Les brevets appartiennent à une forme de littérature dite opérationnelle
(Harun Farocki) : on leur attribue une certaine autorité à « faire
advenir ». Mais souvent, l’invention décrite n’a pas réellement vocation
à être mise en œuvre, et vise plutôt à préempter le futur et à
imposer un certain imaginaire.

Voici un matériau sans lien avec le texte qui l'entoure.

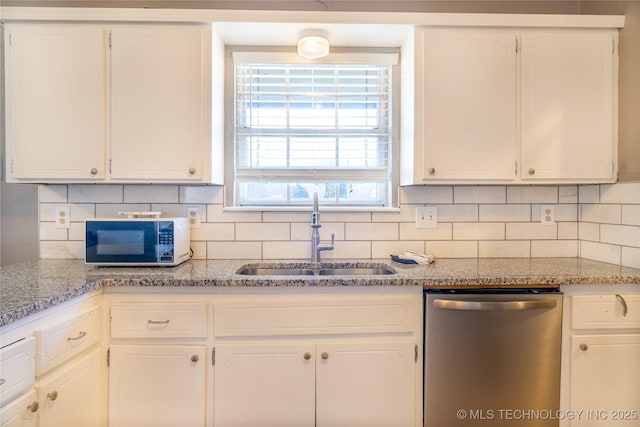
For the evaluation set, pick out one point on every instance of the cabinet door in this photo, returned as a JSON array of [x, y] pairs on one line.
[[568, 105], [56, 103], [604, 377], [159, 101], [72, 397], [21, 412], [465, 112], [157, 385], [264, 384], [366, 384]]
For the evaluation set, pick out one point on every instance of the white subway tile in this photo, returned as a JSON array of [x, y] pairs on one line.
[[201, 194], [478, 231], [631, 257], [216, 213], [626, 235], [113, 210], [513, 213], [547, 194], [48, 231], [386, 249], [52, 193], [626, 192], [61, 249], [211, 231], [479, 194], [567, 230], [234, 250], [262, 231], [568, 194], [286, 250], [631, 214], [600, 252], [531, 231], [421, 194], [452, 249], [95, 193], [443, 231], [604, 214], [371, 231], [151, 193], [554, 248], [303, 231], [504, 249], [589, 194], [589, 231]]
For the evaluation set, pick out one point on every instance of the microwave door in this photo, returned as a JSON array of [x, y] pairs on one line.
[[121, 242]]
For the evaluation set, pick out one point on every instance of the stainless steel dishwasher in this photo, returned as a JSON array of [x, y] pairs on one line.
[[492, 358]]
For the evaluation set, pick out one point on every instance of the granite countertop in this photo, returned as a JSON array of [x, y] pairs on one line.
[[28, 288]]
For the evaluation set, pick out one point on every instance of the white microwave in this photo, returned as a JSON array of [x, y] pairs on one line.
[[137, 241]]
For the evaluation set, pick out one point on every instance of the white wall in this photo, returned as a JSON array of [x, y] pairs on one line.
[[599, 222]]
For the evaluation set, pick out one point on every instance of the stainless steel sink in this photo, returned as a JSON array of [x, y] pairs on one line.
[[311, 269]]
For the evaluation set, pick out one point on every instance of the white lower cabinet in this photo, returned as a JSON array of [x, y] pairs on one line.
[[157, 385], [601, 357]]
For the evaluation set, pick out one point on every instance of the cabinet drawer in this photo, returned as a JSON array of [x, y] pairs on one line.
[[611, 311], [188, 320], [64, 340], [309, 316], [18, 368]]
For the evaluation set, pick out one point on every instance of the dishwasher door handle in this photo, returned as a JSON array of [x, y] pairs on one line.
[[539, 304]]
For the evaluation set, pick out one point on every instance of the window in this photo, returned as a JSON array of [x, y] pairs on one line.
[[322, 127]]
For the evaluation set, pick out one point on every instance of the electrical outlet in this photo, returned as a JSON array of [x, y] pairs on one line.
[[193, 213], [62, 218], [547, 214], [427, 217]]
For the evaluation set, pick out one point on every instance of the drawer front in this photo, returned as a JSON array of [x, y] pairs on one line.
[[613, 311], [64, 340], [171, 320], [309, 316], [18, 368]]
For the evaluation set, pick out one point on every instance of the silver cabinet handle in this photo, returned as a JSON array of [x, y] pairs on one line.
[[81, 335], [447, 304], [625, 309]]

C’est à cet endroit aussi que les
brevets participent à l’extension de l’empire du capitalisme, renforçant
son système immunitaire et déplaçant les fenêtres d’Overton pour rendre
des futurs dystopiques « acceptables ».
En partant d’une série de
projets que
le collectif RYBN.ORG a entrepris autour des brevets depuis une
dizaine d’années [IPPI, ou Institut Précognitif de la Propriété
Industrielle (2015), IPPI.CC ou Cabinet de Curiosité de la propriété
industrielle (2018), DCVCEV ou Dispositif critique de veille et de
contrôle d’expansions vectorialistes en collaboration avec The Institute
of Diagram Studies (2023)], il s’agira de réfléchir à comment se
soustraire aux processus de récupération et d’appropriation, ou comment
les instrumentaliser pour les retourner contre le capitalisme même.
rybn.org/IPPI/
RYBN.ORG (1999) est un collectif d’artistes qui mène des
enquêtes extra-disciplinaires sur le fonctionnement de systèmes
complexes et opaques : les krachs du trading algorithmique, les circuits
financiers offshore, l’intelligence artificielle artificielle (AAI) et
le digital labor, la colonisation du vivant par la propriété
industrielle, et tous les angles morts des mythologies
techno-libertariennes. Il en ressort des œuvres documentaires (cabinets
de curiosités, archives labyrinthiques) et des dispositifs performatifs
activés dans les milieux techniques qui les ont inspirés.